Where: a house at 24th Ave and Union St

When: Fri Sept 10

It's always a good sign when you can judge a party by the booze people are swilling. Last Friday, this particular party house in the C.D. was populated by thrifty drunks who spent as little as possible on the stiffest ghetto liquor around. That included the random panhandler who wandered in off the street just before midnight and started hitting up all the other drunks for cash and/or drinks. Cute young rocker types were packing a blend of Black Label (cans, of course, which ended up crushed into many a shoe at the end of the night) and its sister bottom-shelf brew, Pabst; Country Club malt liquor (a brand name so ironic it should come with a line of T-shirts at Urban Outfitters); and bottles of "Two-Buck Chuck"--AKA the discount Charles Shaw wine hawked by the new Trader Joe's at 17th and Madison. Watching people chugging bottles of Merlot like they were 40s was as appetizing as the thought of spending the next morning with a headache like a nail gun rapid-firing in my eye sockets, by the way, but maybe that's just me. The other choice in community party bottles was Popov--a vodka about which one of my companions commented, "People with roofs over their heads don't drink that shit." But he was dead wrong--the young'uns passed the brown-bagged plastic bottle like champagne on New Years. These people clearly weren't opposed to a little post-party damage. The resident of a house party I'd hit the weekend before was jokingly complaining that after her last party, her hot tub looked like a pool of "sex, hair dye, and alcohol. I just saw it and hit drain," she relayed.

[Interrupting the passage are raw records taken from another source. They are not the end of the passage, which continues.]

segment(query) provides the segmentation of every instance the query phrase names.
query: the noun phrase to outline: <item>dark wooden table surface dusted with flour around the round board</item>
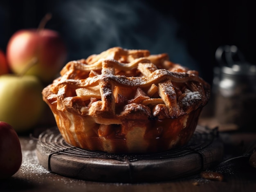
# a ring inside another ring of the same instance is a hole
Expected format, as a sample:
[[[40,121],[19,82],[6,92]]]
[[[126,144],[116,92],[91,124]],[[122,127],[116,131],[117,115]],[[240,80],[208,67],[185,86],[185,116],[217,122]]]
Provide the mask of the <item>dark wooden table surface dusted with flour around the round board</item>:
[[[224,143],[224,159],[242,154],[256,141],[256,132],[220,131]],[[207,171],[221,173],[223,181],[204,179],[200,173],[182,179],[155,183],[103,183],[83,181],[49,172],[38,163],[35,137],[20,136],[22,165],[11,178],[0,180],[0,192],[211,192],[256,191],[256,168],[244,157],[229,161]]]

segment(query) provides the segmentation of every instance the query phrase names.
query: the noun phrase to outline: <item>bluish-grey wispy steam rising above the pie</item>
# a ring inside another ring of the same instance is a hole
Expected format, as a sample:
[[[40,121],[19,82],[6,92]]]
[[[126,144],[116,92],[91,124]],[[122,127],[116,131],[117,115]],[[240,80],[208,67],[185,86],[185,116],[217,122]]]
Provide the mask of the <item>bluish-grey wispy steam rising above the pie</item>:
[[[174,18],[164,18],[145,2],[61,1],[57,11],[65,22],[63,35],[68,40],[70,60],[121,46],[148,49],[152,54],[168,53],[171,61],[198,70],[186,45],[177,38],[178,23]]]

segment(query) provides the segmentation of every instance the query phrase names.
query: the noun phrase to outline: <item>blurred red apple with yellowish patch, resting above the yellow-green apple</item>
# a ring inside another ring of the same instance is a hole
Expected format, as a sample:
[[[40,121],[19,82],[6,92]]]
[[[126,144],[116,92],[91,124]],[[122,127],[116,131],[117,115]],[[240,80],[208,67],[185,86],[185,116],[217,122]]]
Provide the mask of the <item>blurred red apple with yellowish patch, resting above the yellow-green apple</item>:
[[[36,75],[52,81],[64,66],[67,48],[58,32],[50,29],[24,29],[12,35],[7,44],[7,61],[16,74]]]

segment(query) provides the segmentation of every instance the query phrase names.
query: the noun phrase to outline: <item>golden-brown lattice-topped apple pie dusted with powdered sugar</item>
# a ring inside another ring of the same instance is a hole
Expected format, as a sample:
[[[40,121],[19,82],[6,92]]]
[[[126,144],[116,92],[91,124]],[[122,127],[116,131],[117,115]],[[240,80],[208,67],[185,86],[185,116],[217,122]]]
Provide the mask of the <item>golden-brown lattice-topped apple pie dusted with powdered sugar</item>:
[[[210,86],[165,53],[114,47],[68,62],[42,94],[73,146],[160,152],[189,141]]]

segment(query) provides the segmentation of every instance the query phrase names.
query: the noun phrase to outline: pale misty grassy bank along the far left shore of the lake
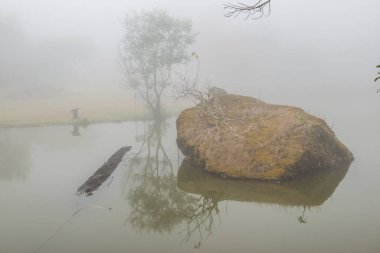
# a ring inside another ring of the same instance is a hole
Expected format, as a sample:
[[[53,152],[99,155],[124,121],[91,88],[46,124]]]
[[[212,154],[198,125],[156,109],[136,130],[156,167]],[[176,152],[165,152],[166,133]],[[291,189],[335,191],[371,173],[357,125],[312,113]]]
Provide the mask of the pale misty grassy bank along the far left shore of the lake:
[[[70,112],[79,108],[79,119]],[[177,115],[186,106],[165,106],[166,114]],[[58,97],[0,101],[0,128],[41,127],[50,125],[97,124],[149,120],[143,101],[129,93],[86,93]]]

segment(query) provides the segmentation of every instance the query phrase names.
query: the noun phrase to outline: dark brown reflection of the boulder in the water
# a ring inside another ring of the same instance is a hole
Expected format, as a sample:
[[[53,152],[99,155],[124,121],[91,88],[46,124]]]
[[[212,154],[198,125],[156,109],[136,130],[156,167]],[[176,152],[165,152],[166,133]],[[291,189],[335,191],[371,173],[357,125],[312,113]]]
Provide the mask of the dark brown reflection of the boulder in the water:
[[[178,171],[178,187],[188,193],[282,206],[320,206],[343,180],[348,167],[304,175],[285,183],[240,181],[216,177],[184,160]]]

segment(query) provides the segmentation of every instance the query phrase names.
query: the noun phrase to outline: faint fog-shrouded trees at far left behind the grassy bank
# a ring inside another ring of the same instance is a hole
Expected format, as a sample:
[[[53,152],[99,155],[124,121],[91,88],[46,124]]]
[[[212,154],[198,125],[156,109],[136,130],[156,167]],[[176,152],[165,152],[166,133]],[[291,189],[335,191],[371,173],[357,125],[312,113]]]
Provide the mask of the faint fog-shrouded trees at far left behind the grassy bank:
[[[49,95],[94,83],[92,44],[76,36],[31,40],[17,16],[0,13],[0,89]],[[12,92],[11,97],[18,96]]]

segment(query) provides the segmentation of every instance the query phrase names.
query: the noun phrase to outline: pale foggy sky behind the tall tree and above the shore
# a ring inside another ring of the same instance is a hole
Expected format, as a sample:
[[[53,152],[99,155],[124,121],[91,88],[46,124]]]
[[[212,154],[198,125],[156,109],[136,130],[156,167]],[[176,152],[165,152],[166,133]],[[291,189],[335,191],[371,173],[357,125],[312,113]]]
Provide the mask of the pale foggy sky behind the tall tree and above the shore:
[[[378,0],[273,0],[271,15],[259,20],[225,18],[224,3],[1,0],[0,82],[118,89],[123,17],[160,8],[192,19],[198,36],[190,50],[200,57],[205,83],[264,97],[294,87],[373,88]]]

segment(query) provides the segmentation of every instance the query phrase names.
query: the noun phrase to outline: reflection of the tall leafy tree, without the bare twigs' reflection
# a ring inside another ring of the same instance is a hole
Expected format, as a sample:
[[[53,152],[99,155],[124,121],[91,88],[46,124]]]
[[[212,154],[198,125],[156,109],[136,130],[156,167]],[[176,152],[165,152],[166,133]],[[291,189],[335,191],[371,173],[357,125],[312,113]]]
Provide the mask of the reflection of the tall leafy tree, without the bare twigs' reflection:
[[[186,201],[176,192],[173,166],[162,145],[165,121],[154,121],[144,133],[138,152],[130,159],[132,187],[127,198],[132,207],[128,221],[138,230],[171,231],[180,222]]]

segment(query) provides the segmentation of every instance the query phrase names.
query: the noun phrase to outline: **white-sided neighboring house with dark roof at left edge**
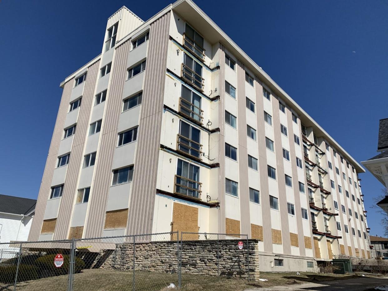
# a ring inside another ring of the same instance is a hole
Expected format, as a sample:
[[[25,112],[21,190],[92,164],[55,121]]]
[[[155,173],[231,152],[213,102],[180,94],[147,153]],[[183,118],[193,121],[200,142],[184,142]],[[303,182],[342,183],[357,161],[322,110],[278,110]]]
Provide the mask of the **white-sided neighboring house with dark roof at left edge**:
[[[35,199],[0,194],[0,262],[19,251],[7,242],[28,239],[35,204]]]

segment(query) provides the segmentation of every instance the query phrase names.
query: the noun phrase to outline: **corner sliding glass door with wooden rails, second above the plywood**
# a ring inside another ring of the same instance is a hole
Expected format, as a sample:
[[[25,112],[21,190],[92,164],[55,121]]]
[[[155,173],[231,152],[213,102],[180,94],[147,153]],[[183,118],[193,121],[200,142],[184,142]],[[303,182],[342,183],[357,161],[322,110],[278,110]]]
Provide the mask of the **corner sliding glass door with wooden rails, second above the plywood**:
[[[194,126],[180,121],[178,134],[178,151],[185,152],[193,157],[200,158],[202,145],[200,144],[201,131]]]

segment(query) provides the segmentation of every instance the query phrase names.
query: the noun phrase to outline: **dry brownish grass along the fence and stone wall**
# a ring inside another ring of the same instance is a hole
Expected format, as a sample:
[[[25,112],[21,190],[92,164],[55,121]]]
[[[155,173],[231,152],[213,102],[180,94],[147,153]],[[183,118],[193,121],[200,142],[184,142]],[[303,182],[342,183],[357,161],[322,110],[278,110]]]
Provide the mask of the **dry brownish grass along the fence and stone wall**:
[[[75,274],[74,290],[82,291],[106,291],[106,290],[132,290],[133,273],[113,271],[113,270],[83,270],[80,274]],[[210,276],[199,276],[182,274],[182,290],[184,291],[243,291],[245,289],[255,289],[260,287],[272,287],[288,284],[301,284],[305,282],[322,282],[341,279],[351,279],[359,277],[357,275],[340,275],[340,274],[317,274],[301,273],[296,275],[295,272],[289,273],[270,273],[261,272],[260,277],[268,281],[248,282],[239,279],[226,279]],[[167,291],[166,288],[170,283],[177,285],[177,274],[164,274],[157,272],[136,272],[136,291]],[[19,291],[41,291],[56,290],[66,291],[68,285],[68,276],[62,275],[49,277],[35,281],[18,283]],[[13,290],[13,284],[0,286],[0,290]]]

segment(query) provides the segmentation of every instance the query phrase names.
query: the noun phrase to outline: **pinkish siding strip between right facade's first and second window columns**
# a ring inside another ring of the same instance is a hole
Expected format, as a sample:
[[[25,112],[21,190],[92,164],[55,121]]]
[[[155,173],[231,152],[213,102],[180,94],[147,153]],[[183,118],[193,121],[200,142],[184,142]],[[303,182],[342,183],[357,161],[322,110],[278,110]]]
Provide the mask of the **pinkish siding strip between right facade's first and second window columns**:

The night was tailor-made for recklessness, though. Not only was the giant gray dome of fall slowly capping Seattle (which means we'll all be really depressed really soon, so all the more reason not to drink alone), but the Popular Shapes were about to play their last show ever. One month before the band's singer Nick moves to San Francisco, the beating heart of the Popular Shapes was coming to a sloppy, irregular stop in this Union Street home.

It was still relatively early when the Popular Shapes took the spotlight (the "spotlight" being a single blue-tinted bulb that cast an eerie glow around the carpet-padded walls and egg-crate-foamed ceiling. It took five drunk musicians, by the way, to change that bulb to white when the band needed more light). First the Charming Snakes played a rocket-fueled set of post punk and the propulsive Pulses turned the basement into a sweat lodge despite the desperate hum of a dehumidifier. So it may have been 11:00 p.m. by the time the Popular Shapes stepped up--after their drummer Andrew had successfully crowd-surfed under low ceilings--but the band members were as loaded as basement headliners on the eve of their apocalypse should be.

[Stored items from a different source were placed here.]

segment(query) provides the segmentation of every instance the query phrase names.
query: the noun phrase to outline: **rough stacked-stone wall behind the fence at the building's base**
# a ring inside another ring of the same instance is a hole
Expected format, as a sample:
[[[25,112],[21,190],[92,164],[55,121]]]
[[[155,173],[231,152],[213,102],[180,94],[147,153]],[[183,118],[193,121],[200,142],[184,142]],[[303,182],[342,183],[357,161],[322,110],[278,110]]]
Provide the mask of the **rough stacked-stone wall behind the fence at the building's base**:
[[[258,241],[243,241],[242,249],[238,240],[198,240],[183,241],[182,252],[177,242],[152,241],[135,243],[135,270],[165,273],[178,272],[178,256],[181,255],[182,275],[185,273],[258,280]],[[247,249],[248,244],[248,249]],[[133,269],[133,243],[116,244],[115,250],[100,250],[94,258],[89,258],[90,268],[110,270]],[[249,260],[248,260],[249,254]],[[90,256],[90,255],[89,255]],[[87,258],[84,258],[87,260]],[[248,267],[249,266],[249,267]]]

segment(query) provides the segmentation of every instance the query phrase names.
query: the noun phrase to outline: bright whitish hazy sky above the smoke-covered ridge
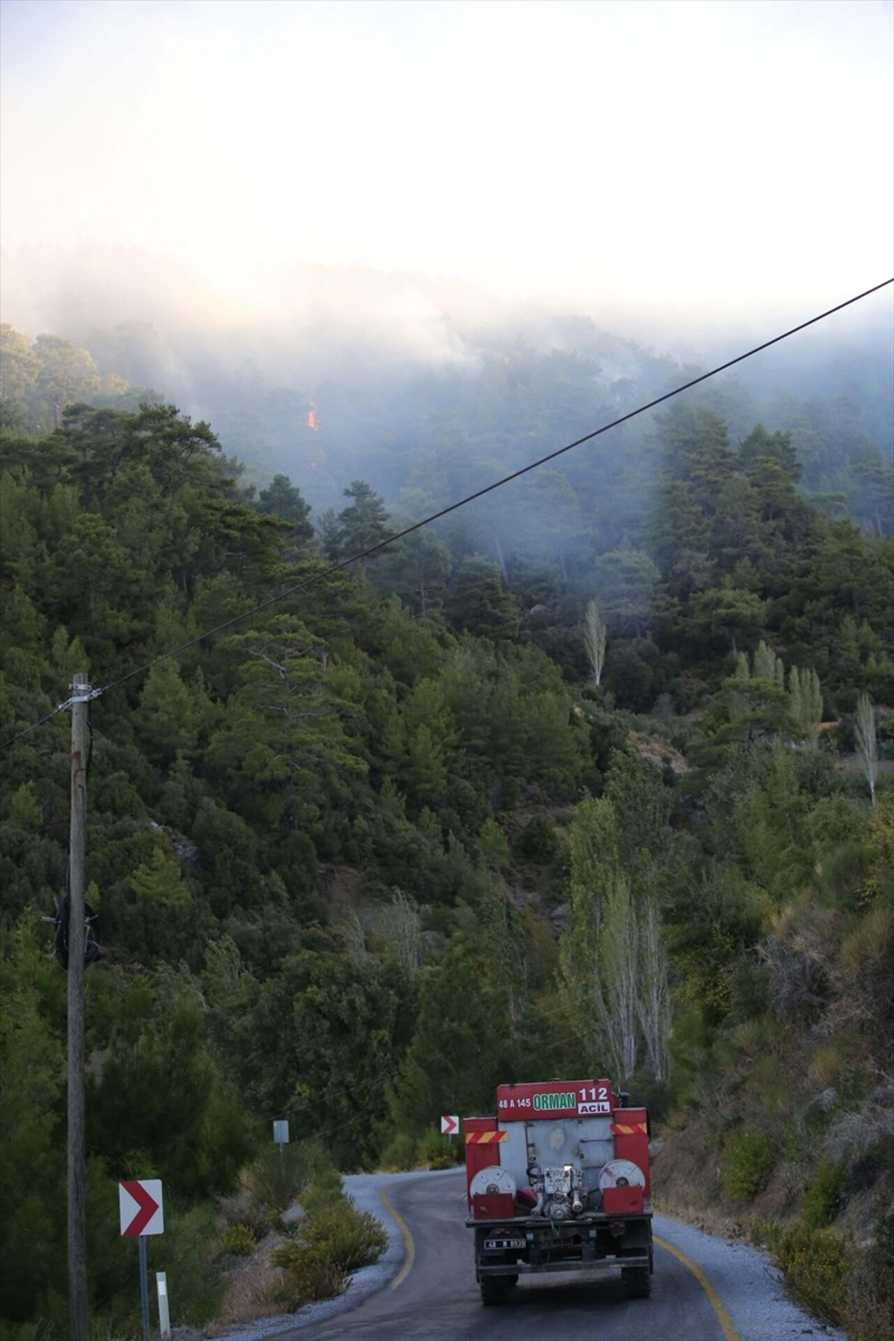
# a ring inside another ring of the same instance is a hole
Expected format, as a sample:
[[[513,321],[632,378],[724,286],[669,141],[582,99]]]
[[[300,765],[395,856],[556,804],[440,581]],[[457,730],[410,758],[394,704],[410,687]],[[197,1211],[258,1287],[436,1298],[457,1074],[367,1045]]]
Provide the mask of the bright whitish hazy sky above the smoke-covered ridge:
[[[592,311],[810,315],[894,272],[890,0],[3,0],[1,227]]]

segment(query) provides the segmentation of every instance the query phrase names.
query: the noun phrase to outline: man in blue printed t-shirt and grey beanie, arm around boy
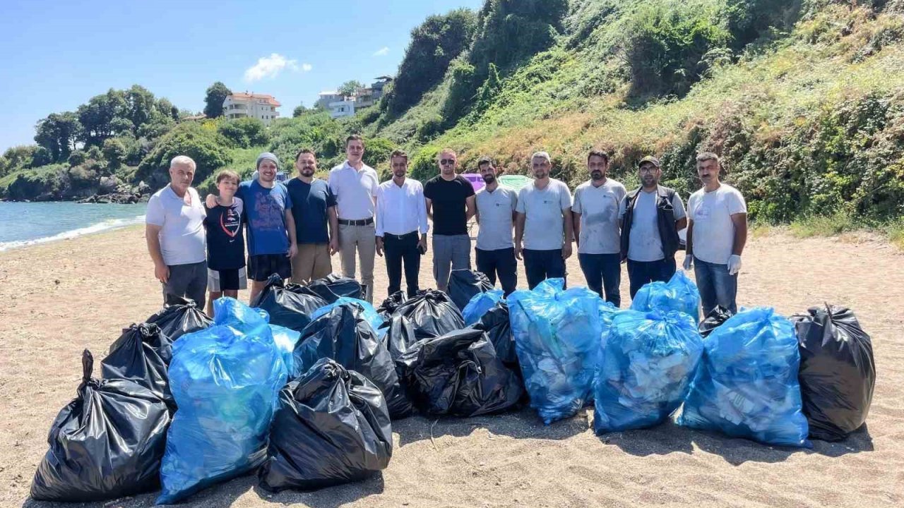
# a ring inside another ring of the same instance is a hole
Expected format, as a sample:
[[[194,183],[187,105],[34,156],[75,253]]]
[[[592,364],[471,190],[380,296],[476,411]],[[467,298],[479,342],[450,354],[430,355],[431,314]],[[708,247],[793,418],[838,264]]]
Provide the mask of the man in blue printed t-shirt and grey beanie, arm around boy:
[[[257,167],[258,178],[242,182],[236,193],[245,206],[250,302],[263,291],[271,275],[292,277],[291,259],[298,250],[292,198],[286,185],[277,182],[279,159],[264,152],[258,155]],[[207,196],[207,205],[209,208],[216,205],[212,195]]]

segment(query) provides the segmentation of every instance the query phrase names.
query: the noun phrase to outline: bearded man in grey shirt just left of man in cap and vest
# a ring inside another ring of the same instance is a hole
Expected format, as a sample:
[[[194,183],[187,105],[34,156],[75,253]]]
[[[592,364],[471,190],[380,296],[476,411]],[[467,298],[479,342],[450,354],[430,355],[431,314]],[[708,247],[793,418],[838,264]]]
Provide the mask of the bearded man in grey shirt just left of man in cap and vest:
[[[580,270],[590,289],[612,305],[621,306],[618,204],[625,198],[625,185],[607,178],[609,155],[606,152],[591,151],[587,169],[590,180],[574,190],[571,205]]]

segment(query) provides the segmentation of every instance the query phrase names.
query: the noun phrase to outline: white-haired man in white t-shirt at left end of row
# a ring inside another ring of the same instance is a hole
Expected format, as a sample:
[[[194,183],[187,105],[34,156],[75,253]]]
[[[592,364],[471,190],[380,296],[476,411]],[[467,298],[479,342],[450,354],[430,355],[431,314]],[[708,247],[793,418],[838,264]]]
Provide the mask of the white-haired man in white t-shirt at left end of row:
[[[170,162],[170,183],[147,202],[145,237],[154,277],[163,285],[164,304],[188,297],[204,307],[207,240],[204,203],[192,187],[194,161],[178,155]]]

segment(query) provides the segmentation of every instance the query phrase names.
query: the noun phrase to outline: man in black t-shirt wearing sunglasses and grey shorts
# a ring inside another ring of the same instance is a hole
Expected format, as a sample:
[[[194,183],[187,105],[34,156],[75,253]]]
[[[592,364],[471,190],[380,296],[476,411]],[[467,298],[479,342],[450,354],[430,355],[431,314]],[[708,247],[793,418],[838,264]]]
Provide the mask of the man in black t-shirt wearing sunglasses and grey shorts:
[[[438,164],[439,174],[424,184],[424,198],[427,214],[433,220],[433,277],[438,289],[446,291],[451,270],[471,269],[467,221],[474,217],[476,207],[474,187],[456,174],[456,153],[443,149]]]

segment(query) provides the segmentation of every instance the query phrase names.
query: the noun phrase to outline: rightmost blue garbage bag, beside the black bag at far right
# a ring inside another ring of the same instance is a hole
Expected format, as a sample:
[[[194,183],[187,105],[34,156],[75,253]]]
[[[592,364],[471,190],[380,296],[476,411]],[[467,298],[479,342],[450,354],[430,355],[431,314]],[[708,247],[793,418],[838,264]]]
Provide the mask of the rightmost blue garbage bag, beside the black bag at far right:
[[[771,308],[742,309],[703,342],[678,424],[767,445],[811,447],[794,325]]]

Nick announced their start by yelling, "How do you make this shit loud?" But as the band started to play, it became clear volume wasn't really the issue. Plugs were. Every time the band members paused, the wall plugs would come out, leading to a half-dozen truncated songs, one (possible) electric shock for the booker who attempted to hold the plugs in place, and the following defiant parting words from the band: "That's it, fuckers. Get out of here."

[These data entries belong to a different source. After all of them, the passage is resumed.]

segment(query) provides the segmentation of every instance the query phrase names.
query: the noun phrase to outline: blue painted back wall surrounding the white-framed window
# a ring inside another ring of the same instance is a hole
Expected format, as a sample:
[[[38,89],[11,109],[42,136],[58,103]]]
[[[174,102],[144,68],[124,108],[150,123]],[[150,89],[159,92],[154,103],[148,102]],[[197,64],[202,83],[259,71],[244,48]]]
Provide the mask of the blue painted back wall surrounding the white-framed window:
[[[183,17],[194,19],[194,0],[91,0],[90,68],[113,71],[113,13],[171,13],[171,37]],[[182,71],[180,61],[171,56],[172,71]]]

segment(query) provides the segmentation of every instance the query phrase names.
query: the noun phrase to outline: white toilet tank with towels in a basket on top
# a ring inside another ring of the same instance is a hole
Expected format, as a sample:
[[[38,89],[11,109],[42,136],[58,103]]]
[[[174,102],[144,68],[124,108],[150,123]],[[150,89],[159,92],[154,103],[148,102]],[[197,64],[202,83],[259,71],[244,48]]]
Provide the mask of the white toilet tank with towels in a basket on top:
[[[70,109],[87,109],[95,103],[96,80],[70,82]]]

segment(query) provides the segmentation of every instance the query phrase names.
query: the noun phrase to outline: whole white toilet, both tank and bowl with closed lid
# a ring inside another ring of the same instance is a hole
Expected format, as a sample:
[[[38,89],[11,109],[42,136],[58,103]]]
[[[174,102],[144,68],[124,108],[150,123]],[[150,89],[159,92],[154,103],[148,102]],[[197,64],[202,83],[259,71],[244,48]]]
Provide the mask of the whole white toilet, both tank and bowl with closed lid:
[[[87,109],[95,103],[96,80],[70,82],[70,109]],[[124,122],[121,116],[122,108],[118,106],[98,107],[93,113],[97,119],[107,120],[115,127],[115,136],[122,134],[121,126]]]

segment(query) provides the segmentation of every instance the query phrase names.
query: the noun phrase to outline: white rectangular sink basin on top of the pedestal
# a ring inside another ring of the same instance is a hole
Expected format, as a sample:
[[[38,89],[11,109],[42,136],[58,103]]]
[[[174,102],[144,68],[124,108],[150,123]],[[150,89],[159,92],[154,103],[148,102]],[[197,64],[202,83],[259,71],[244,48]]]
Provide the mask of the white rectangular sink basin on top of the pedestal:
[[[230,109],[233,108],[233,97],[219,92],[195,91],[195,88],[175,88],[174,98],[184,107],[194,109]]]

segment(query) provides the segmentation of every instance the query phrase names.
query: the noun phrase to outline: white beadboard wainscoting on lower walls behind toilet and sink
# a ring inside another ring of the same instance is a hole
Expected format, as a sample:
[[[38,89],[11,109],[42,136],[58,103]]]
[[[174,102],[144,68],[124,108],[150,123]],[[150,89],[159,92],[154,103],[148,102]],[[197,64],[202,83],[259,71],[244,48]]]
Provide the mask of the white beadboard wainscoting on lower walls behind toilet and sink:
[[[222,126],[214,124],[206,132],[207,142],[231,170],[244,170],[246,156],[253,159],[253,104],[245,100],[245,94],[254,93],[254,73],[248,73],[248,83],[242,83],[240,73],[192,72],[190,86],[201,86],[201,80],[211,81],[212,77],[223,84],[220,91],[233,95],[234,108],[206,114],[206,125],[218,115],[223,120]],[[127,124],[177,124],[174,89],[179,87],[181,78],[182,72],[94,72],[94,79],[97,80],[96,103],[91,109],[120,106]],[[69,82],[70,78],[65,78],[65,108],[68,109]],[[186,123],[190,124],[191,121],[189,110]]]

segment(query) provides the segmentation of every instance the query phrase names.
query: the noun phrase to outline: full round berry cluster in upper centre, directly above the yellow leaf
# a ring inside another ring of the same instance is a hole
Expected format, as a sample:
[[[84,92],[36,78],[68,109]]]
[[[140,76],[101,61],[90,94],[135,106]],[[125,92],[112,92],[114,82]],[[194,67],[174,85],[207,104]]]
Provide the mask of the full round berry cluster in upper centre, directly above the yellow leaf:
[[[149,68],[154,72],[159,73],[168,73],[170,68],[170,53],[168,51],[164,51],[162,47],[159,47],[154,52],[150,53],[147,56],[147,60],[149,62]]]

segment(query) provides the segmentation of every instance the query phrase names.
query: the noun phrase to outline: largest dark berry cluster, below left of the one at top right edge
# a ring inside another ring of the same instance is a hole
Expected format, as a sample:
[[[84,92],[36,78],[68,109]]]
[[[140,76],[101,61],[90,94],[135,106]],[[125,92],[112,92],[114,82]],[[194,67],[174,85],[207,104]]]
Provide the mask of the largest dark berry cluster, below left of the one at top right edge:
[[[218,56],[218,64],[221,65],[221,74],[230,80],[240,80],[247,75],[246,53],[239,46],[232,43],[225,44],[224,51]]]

Luckily those orders were ignored. After all, the house offered plenty of activity. There was the kitchen Scrabble game (which, after the bands finished, had returned to actual words--a change of pace from the previous games that included triple word score gibberish and slang like "sckgrv" and "beeotch"). There was the giant, half-empty jar of mayonnaise. There was getting drunk, of course, and jumping on the sunken couch with the Popular Shapes, the Pulses, and the Intelligence as they pile-drove the space together; there was chanting "USA/free beer," with the bands; and there was the precarious mission of leaving the bathroom. In pure basement-show/party-house style, navigating the bathroom became a sloppy challenge by the end of the night, as the door handle fell off every second or third use. The situation forged friendships between strangers, though, who agreed to look out for one another should someone get locked inside--at which point one of the house's inhabitants would walk by and shrug, "Yeah, well, it happens all the time."